Comprendo la indignación ante la pederastia. Yo mismo me siento indignado y dolido, sobre todo cuando el tema salpica a personas de Iglesia. Siento que las víctimas son más víctimas, precisamente por la traición vivida a manos de aquellos que tendrían que haber cuidado con especial mimo a los pequeños del mundo.
Y acepto con humildad las duras palabras de algunos de mis colegas que, como yo, semana tras semana, expresan su pensar y su sentir en las columnas de EL COMERCIO. Sin embargo, con frecuencia, echo de menos una visión de la Iglesia más desde dentro. Me quedo con la impresión de que el juicio se extiende a toda la vida eclesial. Pareciera que, de pronto, todo estuviera mal.
Salvada la claridad que se necesita para calificar y sancionar el delito, sería oportuno adentrarse en las razones que la Iglesia tiene cuando subraya el valor de la vida célibe.
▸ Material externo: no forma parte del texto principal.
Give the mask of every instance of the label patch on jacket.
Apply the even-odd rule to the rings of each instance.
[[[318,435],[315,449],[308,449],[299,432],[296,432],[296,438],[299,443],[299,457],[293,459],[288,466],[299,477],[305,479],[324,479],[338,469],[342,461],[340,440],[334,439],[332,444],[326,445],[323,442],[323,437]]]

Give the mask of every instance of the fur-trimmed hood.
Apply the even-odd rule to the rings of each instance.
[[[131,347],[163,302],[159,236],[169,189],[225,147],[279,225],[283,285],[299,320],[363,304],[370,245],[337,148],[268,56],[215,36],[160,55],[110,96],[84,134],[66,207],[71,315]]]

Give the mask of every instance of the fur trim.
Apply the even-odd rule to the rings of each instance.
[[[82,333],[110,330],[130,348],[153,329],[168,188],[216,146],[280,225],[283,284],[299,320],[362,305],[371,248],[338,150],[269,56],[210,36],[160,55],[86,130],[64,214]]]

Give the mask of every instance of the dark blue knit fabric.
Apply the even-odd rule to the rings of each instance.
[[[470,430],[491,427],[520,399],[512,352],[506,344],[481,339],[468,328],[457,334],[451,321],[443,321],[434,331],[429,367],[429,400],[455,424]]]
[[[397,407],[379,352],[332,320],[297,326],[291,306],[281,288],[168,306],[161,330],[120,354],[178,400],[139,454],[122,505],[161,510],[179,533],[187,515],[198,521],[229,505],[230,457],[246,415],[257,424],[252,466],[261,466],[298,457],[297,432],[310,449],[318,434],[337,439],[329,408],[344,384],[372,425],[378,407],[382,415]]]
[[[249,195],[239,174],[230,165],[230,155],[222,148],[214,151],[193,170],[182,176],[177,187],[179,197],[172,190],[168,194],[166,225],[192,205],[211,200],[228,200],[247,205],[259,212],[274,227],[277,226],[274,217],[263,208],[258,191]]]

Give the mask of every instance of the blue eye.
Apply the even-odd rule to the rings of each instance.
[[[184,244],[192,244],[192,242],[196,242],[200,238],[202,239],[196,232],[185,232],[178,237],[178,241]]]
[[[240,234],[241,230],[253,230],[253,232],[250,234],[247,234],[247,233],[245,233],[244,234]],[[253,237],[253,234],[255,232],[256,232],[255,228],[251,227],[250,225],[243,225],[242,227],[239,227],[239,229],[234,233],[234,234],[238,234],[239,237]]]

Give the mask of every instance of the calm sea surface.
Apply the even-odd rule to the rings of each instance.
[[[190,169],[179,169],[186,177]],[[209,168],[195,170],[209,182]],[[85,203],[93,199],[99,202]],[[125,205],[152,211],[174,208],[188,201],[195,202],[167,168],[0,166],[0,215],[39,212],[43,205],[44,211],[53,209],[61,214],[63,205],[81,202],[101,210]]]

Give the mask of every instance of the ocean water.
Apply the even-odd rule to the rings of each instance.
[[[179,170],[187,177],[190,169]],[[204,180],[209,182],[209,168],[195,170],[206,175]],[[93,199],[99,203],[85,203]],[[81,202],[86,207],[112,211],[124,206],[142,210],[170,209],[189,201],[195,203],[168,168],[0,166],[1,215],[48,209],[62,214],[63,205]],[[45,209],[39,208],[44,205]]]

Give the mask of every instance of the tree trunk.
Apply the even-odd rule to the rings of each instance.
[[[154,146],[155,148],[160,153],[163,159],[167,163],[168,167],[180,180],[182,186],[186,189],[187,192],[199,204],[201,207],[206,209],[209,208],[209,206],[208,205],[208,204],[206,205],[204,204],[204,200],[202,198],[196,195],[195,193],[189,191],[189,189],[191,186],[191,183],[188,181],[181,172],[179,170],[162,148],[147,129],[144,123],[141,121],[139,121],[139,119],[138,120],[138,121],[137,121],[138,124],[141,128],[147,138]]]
Más allá de juicios sociológicos, habría que profundizar el texto del evangelio de Mateo (19,12). “Hay eunucos que salieron así del vientre de su madre”. Entiendo que Jesús no se refiere sólo a los impotentes, sino también a hombres asexuados o con inclinaciones torcidas. Si no son aptos para el matrimonio tampoco lo son para el sacerdocio.
“A otros los hicieron eunucos los hombres”. Tampoco Jesús se refiere sólo a los castrados, sino también a aquellos a los que se les ha reprimido su instinto sexual. Y es que la castidad sólo puede ser un paso más en el camino de la madurez personal.
“Y hay quienes se hacen eunucos por el Reino de los cielos. El que pueda entender que entienda”. Jesús insiste en algo no tan obvio: sólo podemos ser célibes por amor y fidelidad al Reino, es decir, si somos capaces de orientar la vida en la dirección de la contemplación, de la oración y del servicio humilde a los más pobres. Ser activo (con mayor razón activista), protagonista o líder no es suficiente. La falta de autocrítica, a la luz del evangelio, ha sido causa de no pocos horrores (he dicho horrores, no errores).
He tenido la suerte de caminar de la mano de muchos sacerdotes (formadores, hermanos y amigos), envueltos en la misma fe y en la misma aventura. En ellos descubrí que Dios existía y que Jesús estaba vivo: en su alegría, en su sufrimiento y en su compromiso solidario. No eran perfectos, pero tenían el suficiente amor como para ser buenos curas y ayudarnos a los demás a ser buenas personas. Fue suficiente como para dar sentido a mi vida.
Ahora toca atravesar el desierto, acompañados por el llanto de las víctimas y por el dolor de los buenos. Sobre todas las cosas debe prevalecer la sanación de las víctimas, la justicia y la reparación. Y debe crecer la conciencia de que en el sacerdocio no hay lugar para los pederastas. La decisión de Francisco y de la inmensa mayoría de los obispos hace que la tolerancia cero sea irreversible. Nada cambiará en un día, pero la suerte está echada.